You should also add a caption with text describing what’s happening in the image so that people who aren’t familiar with it can understand its purpose and relevance to your content without having to click on it first. This helps improve accessibility for people who use screen readers or other assistive technologies because they won’t be left wondering “Why was this picture included?” or “What does this place look like?”

Also Read: InfiniteWP – Manage Multiple WordPress Websites From One Dashboard

Lazy load images for better performance

Lazy loading images is a way to improve your WordPress website’s performance, search engine optimization (SEO), and accessibility. This means that the images won’t be loaded until they are actually visible in the browser window.

Before we go into lazy loading options, let’s talk about how normal image loading works on a WordPress site. When you upload an image through WordPress, it automatically resizes and crops the image based on the dimensions of your post or page layout.

WordPress automatically stores the entire image in its full resolution version with all required meta data like alt text set into your uploads folder as a thumbnail version of itself so you can view it without having to load up a separate file manager program such as FileZilla every time you want to see what it looks like.

This helps keep things simple for us but also results in increased bandwidth usage due to users downloading more unnecessary data than necessary from their server’s storage space during page load times – especially if these files aren’t even visible yet (because they’re located behind other items on screen).

Leverage browser cache for a speed boost and better SEO

You can save copies of text and images from websites you visit by using the browser cache, a feature built into web browsers. The next time you visit a website, the browser will load faster because it can take advantage of these cached copies.

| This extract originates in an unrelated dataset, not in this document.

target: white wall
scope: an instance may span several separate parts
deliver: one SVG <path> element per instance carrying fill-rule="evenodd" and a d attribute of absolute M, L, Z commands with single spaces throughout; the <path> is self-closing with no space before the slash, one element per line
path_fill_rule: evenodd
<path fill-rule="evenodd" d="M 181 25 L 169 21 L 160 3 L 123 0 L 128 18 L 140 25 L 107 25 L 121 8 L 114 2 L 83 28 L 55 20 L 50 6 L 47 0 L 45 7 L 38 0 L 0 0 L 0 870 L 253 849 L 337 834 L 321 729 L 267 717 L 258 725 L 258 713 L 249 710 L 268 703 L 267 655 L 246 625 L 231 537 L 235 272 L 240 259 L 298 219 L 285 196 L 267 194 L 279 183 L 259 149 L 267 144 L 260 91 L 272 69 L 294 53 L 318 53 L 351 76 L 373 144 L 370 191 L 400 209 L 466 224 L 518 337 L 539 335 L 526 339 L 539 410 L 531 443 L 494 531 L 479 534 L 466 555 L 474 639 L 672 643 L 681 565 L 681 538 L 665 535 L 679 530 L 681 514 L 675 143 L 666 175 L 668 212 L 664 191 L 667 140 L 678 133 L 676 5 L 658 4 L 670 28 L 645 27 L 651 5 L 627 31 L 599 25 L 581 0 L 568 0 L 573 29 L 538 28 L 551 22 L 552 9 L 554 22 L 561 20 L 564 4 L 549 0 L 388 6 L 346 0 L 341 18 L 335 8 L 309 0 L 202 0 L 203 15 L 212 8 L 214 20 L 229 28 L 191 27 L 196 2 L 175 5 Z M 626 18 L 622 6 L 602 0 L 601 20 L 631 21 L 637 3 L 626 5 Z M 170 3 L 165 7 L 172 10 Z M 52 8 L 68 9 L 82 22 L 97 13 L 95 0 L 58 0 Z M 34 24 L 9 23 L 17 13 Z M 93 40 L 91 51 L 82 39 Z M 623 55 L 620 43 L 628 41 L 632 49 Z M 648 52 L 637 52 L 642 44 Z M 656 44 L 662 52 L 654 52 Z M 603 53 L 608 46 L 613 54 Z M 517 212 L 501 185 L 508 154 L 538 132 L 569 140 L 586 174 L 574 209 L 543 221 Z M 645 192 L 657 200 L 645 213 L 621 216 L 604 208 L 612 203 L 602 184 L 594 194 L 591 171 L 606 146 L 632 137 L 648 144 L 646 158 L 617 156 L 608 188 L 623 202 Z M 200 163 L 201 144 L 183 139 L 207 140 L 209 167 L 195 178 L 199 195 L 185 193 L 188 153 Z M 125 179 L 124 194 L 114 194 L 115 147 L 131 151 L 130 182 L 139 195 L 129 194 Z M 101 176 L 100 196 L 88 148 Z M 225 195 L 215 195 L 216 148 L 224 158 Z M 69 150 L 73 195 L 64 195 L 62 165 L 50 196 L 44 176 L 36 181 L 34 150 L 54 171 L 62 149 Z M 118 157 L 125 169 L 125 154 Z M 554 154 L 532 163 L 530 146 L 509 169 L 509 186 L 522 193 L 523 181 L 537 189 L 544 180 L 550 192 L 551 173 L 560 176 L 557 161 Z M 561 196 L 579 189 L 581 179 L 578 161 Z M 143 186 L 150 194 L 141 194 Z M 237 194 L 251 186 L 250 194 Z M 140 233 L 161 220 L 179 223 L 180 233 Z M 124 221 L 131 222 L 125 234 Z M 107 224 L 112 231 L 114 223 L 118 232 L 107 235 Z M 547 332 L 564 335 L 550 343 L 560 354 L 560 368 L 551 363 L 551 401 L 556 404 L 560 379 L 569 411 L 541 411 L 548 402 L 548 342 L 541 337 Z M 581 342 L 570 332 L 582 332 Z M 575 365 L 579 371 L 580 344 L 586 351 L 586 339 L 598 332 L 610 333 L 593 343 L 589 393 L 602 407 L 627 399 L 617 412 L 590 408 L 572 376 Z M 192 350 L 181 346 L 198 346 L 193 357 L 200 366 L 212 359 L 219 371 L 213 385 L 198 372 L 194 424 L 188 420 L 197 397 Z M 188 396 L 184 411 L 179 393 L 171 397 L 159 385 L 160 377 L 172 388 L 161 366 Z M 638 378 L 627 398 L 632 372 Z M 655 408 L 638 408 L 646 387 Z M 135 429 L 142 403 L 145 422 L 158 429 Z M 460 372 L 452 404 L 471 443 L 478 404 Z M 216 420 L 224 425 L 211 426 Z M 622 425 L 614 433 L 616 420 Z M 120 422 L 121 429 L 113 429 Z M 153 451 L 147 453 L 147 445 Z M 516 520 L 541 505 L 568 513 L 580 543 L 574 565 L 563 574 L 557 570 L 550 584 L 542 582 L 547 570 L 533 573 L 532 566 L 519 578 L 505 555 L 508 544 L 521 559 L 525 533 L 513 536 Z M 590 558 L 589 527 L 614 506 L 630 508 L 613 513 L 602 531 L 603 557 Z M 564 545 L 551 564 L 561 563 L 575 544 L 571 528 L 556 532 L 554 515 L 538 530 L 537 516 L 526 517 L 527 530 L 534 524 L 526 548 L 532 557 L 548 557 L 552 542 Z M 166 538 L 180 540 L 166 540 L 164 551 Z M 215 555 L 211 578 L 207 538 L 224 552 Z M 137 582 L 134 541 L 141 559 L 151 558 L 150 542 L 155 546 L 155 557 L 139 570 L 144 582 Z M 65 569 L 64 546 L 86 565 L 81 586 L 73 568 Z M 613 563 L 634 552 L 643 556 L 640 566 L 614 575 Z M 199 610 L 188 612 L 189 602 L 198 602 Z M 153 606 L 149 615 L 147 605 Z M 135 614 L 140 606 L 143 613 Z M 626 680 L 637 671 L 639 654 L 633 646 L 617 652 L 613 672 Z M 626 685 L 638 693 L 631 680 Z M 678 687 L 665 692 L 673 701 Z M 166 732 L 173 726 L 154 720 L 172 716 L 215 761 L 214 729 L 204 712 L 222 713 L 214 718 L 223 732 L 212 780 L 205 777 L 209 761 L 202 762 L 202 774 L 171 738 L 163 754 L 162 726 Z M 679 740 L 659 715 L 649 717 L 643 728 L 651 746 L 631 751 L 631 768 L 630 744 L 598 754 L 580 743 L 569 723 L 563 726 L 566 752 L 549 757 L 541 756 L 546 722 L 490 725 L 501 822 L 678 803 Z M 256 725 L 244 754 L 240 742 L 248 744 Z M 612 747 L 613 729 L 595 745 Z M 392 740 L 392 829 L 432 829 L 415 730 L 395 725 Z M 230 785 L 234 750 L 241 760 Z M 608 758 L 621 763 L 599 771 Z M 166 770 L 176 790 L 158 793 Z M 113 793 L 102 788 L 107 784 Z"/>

There are two types of caches:

  • Browser cache – The files stored on your computer or mobile device (hard drive)
  • Server-side caching – The files stored on servers that deliver websites to users’ browsers

Set up proper WordPress permalink structure and add social sharing cards to your site

If you’re looking to improve the overall performance of your WordPress site, the first step is to set up proper permalink structure for your content. The next step is to add social sharing buttons and captions to images in order to optimize their SEO.

Permalinks are how URLs are structured on a website, which can affect how search engines crawl through them and how they rank in SERPs. They should be consistent across pages so that Google knows they’re all part of a singular topic or section.

You can use a tool like WordPress SEO by Yoast (free) or another plugin like Permalinks Manager (free) in order to create custom permalinks based on post type or category ID numbers, instead of just using “post” or “page” as default options within the dashboard settings page (/wp-admin/options-general).


The takeaway from this blog post should be that WordPress image optimization is an important part of any website design project. By optimizing your images before uploading them into WordPress, you can save yourself time and headache later on down the road when trying to manage all these different assets at once!